彼の同期で同じアカデミーの教師をしている男が他の教師との会話の中にイルカ先生の名前が出てきて、何気に足を止め聞いてしまった。

だが、それが悪かったのだ。

先月末にアカデミー教師達の懇親会があり、その二次会での出来事だったらしい。
教師といえどしょせんは男共の集まりで、そうすると話す内容は下世話な話しもあり、その中でいつまでたっても女の気配が無いイルカ先生におせっかい心で話しを振った。
いつもは、明日のアカデミーに響くからとすぐ帰るイルカ先生が二次会に出ていて、もしかしたら仲間達はその珍しさもあったのかもしれない。

「なぁ?イルカお前いつまで独り身でいるつもりだぁ?」

女の話しになると、すぐ逃げてしまうイルカだから今度も駄目かと思ったが、何故か素直に反応してきた。

「……別に…いい。まだ彼女なんていらない…」

「お前なぁ〜何寂しい事言ってんだよ〜……てか、アカデミーだとあまり出会いがないかぁ」

「そんな事ないぞ……それなりに……まあ……」

「誰だよ?」

「…………」

「…………なあ?」

「………………」

確かに、アカデミーにいる女性も限られていて、その中でも未婚相手は少数しかいない。
その狭い範囲内で探すのも有りだが、外で出逢いを求めるのもおかしくない筈なのに、行動を起こさないイルカ先生は、さらに色事よりも教育だという態度が周りの女性達からも余計その対象から外しているらしい。
それ故に、逆に周りの連中が心配しているというのに、本人は気が付かないのかはたまたワザとなのか。

「…とにかく、まだいいって……」
「でもなぁ、いつまでも……」

「…ーッ!もうっ!いいんだってば!俺にはずっと好きな人がいるんだ!恋人にするんだったらその人がいいっ!」

鼻息荒くもう放っておいてくれとばかりに叫んだ言葉だったが、はいそうですかと受け流すにはとても出来ない言葉で、何気に聞き耳を立てていた他の同僚も驚いて近付いて来た。

「ええっ!?イルカ、お前好きな人いたのかっ!?」

「本当か?誰だよ!?アカデミー?一般?」

「何?まさか教え子の母親とか言うなよ!?」

意外にワラワラと集まって来た人数にさすがにイルカ先生は驚いたらしく漸く我に返って、その後はモゴモゴと要領を得ない言葉で誤摩化された。
そんなイルカ先生から誘導質問で僅かに聞き出せた事は、イルカ先生は結構長く片思いをしているという事と相手は自分を恋愛対象として見ていないという事。
それでも自分はその相手が幸せなら一生想いは告げなくても良いという事。
初めから諦めた様な態度にせめて告白だけでもしてみろと言う同僚に断られて避けられるよりは今のままが良いと苦笑で断られた。
一人でいるイルカ先生も可哀想だが、そんな実らないとわかっている気持ちで過していくのはもっと可哀想で同僚達もどうにかしてやりたかったが、頑として相手を教えてくれない。

頑ななイルカ先生の事だ。
そう思ったら絶対そうする。
まず自分の幸せを次に置いてしまう、それでも笑っているのがイルカ先生なのだ。

ちょっかいをかけるつもりがあまりのイルカ先生の健気さに結局同僚達はその恋を影から応援してやろうと決めたのだった。
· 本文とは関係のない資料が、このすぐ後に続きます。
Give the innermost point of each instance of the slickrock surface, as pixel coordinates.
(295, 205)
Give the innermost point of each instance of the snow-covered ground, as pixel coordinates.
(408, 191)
「ガンと決めたら梃子でも動かないイルカの事だからなぁ、ありゃあ、苦労するぞぉ」

笑い話にしながらも、何となく心配している感がある同僚の会話だった。






………てっ、笑い話しになるかっ!!
何ソレッ!?そんなのイルカ先生から聞いた事ないっ!!


片手から落ちた小説を拾う事さえ忘れる程、驚愕で怒りの気配が漏れそうになるのを必死に抑えた。



少しは信頼されていると思ってた。

子供達を介して知り合い、いつの間にか、昔からの知り合いの様に打ち解けて何でも話し合える様な良い関係になっていると思っていたのに。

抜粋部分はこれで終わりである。